Chi invece soffre è la rete dei venditori. «Se e quando ci sarà disponibilità di prodotto» spiega Adolfo De Stefani Cosentino, presidente di Federauto, l’associazione dei concessionari, «il mercato italiano del nuovo è destinato ad attestarsi su 1,5-1,6 milioni di vetture e quindi lontano dalla chimera dei 2 milioni che per tanti anni abbiamo rincorso». Questo perché i prezzi delle auto sono destinati a salire e non tutti potranno permettersi di acquistarle. I costi con l’elettrificazione sono cresciuti, c’è l’inflazione, i produttori vogliono guadagnare di più: «Le case automobilistiche hanno deciso, quasi tutte, di ridurre i margini ai dealer» dice Cosentino, «e se aggiungiamo i volumi sopra ipotizzati è matematico che la rete distributiva calerà nei prossimi due, tre anni di un -20 per cento almeno».
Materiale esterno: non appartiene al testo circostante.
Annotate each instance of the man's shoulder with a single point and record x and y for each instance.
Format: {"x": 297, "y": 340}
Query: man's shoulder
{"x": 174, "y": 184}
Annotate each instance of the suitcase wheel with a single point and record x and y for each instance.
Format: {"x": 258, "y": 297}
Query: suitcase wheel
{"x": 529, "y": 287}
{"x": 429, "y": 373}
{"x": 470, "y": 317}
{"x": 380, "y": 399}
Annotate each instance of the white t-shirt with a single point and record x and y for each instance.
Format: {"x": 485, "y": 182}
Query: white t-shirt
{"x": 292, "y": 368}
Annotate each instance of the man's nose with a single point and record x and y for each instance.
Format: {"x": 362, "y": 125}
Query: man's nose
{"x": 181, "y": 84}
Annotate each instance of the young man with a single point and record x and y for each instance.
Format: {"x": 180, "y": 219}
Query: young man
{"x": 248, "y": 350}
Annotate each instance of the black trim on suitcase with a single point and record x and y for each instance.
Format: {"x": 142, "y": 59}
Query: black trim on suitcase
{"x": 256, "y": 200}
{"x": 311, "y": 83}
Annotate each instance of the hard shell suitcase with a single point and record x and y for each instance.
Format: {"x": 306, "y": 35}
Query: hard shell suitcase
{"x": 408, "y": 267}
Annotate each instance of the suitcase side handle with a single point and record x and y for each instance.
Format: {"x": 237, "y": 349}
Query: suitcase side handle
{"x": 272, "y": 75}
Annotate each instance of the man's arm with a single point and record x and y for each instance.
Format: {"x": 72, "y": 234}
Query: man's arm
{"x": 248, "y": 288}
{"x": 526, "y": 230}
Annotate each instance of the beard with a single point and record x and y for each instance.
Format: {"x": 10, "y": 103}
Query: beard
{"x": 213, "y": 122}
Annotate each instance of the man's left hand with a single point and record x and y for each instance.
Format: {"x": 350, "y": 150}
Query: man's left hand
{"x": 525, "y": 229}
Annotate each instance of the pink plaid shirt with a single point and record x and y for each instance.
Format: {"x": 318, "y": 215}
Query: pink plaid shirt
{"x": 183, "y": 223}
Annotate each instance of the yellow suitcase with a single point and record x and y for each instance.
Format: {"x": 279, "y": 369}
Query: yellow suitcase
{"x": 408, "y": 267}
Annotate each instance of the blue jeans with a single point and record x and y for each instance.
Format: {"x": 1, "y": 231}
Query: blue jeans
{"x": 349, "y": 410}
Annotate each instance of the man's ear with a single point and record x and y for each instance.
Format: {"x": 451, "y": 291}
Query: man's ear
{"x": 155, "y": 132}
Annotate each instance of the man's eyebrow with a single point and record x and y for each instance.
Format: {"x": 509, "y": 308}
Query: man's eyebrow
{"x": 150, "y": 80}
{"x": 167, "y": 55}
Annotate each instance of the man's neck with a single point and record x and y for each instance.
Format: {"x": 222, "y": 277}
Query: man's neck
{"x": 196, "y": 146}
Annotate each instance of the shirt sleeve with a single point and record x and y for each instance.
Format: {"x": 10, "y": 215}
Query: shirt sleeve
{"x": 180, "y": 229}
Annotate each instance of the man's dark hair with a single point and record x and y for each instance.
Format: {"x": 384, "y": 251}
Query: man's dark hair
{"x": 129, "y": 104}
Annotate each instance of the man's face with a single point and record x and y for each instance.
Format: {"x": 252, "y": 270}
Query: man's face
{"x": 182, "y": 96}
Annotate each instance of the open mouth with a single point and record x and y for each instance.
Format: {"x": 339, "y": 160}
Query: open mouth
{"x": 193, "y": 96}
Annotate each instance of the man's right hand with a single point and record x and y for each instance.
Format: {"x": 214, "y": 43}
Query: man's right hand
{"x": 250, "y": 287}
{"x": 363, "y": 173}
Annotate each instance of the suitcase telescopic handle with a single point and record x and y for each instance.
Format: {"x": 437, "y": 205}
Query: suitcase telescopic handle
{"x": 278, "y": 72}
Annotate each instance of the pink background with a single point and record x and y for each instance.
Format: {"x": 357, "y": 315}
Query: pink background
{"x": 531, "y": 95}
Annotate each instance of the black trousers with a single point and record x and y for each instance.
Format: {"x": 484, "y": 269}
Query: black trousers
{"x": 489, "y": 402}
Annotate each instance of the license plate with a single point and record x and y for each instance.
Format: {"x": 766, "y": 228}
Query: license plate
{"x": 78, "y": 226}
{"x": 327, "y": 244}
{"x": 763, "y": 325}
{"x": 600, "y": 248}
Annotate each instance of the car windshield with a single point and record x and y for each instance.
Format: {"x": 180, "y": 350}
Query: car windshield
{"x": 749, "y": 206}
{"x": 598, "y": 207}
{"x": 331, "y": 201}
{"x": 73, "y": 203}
In altre parole, un concessionario su cinque sarebbe destinato a chiudere.Un mercato dell’auto più piccolo avrà anche un impatto negativo sull’economia nazionale. Come ricorda la Fiom, il nostro Paese produceva 1 milione e 800 mila vetture alla fine degli anni Novanta, mentre nel 2021 ne abbiamo prodotte circa 440 mila: «Il fatturato dell’automotive è comunque importante nel nostro sistema industriale dal momento che, se consideriamo anche la componentistica, si tratta di 93 miliardi di euro, pari al 5,6 per cento del Pil, con un’occupazione di circa 250 mila lavoratori diretti».

Ma come si può rivitalizzare un mercato così strategico per il Paese se l’automobile è destinata a diventare sempre più cara? «In Italia si comprano più vetture usate che nuove, forse perché i privati un modello nuovo non se lo possono permettere» chiosa Cosentino di Federauto. «Va reso atto al governo italiano, unico in Europa, di aver riconosciuto un incentivo anche ai veicoli che emettono fino a 135 grammi di CO2, cioè quelli che fanno parte della fascia economica e che non a caso sono i più venduti. Ma non basterà a riportare il mercato ai livelli del passato».